United would respond, though it was far from immediate. Atalanta were on top for the remainder of the half, with Teun Koopmeiners running play after play unopposed in midfield. Gasperini’s midfield orchestrator was everywhere, as demonstrated when stealing possession off Pogba – who was enduring a desperately poor half – on the edge of the United box. Only a heroic block by Bailly stopped Zapata from scoring and United from falling further behind.
Something needed to change and Solskjaer’s hand was forced. Raphael Varane, who only returned from a calf injury at the weekend, was forced off with what appeared to be a muscular problem. The back three experiment had lasted just 128 minutes across two games. Mason Greenwood came on his place as United reverted to their familiar 4-2-3-1 shape and an equaliser followed in stoppage time at the end of the half, though that was more down to individual brilliance rather than any tactical triumph.
That may sound unfair, and it is a source of annoyance at Old Trafford that when United do things well, credit rarely goes to the coaches. If the exquisite interplay between Ronaldo, Greenwood and Bruno Fernandes has been choreographed at Carrington, fair enough, but it looked a lot like divine inspiration. That’s what happens when you can count on such a talented group of players. The final two elements of the move – Greenwood’s incisive pass into the penalty area, Fernandes’ deft backheel to Ronaldo – were sublime.

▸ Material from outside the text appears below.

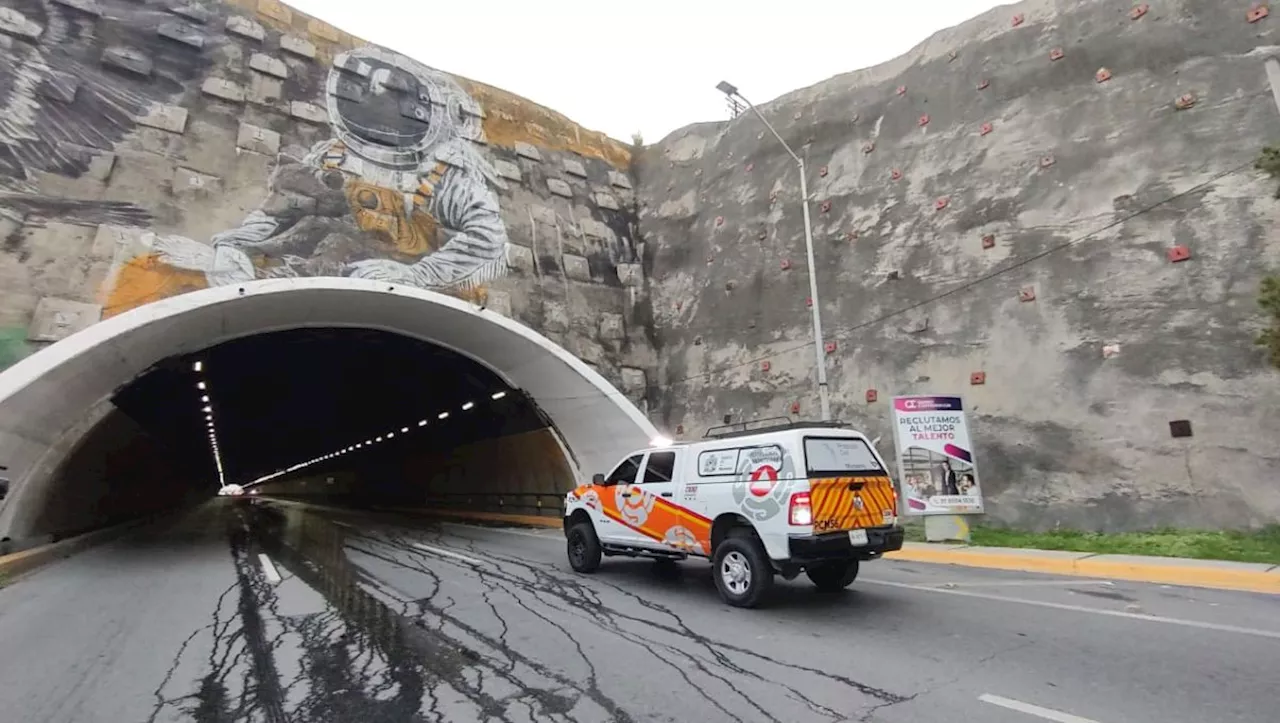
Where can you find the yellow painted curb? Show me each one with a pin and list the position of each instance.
(1164, 571)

The second half could now be a blank slate, hopefully with more of what was seen in its closing minutes, but Atalanta regained their lead. Zapata had caused untold problems all night. Perhaps that’s why Bailly felt more comfortable ball-watching as Jose Luis Palomino’s dinked pass went over his head to send the Colombian through. Harry Maguire did not cover himself in glory with a desperate recovery tackle which did not stop Zapata applying the finish. He had also played the Atalanta striker onside, which was eventually confirmed after a lengthy VAR review.
Solskjaer attempted to change things. Pogba was replaced, tellingly, even though McTominay was on a yellow and walking a thinning tightrope. Two players called Donny van de Beek and Jadon Sancho came on during the closing stages. Never heard of them, personally. At least Solskjaer was attempting to affect proceedings, but it can sometimes feel like only one man – one player, to be more precise – is keeping this United side competitive.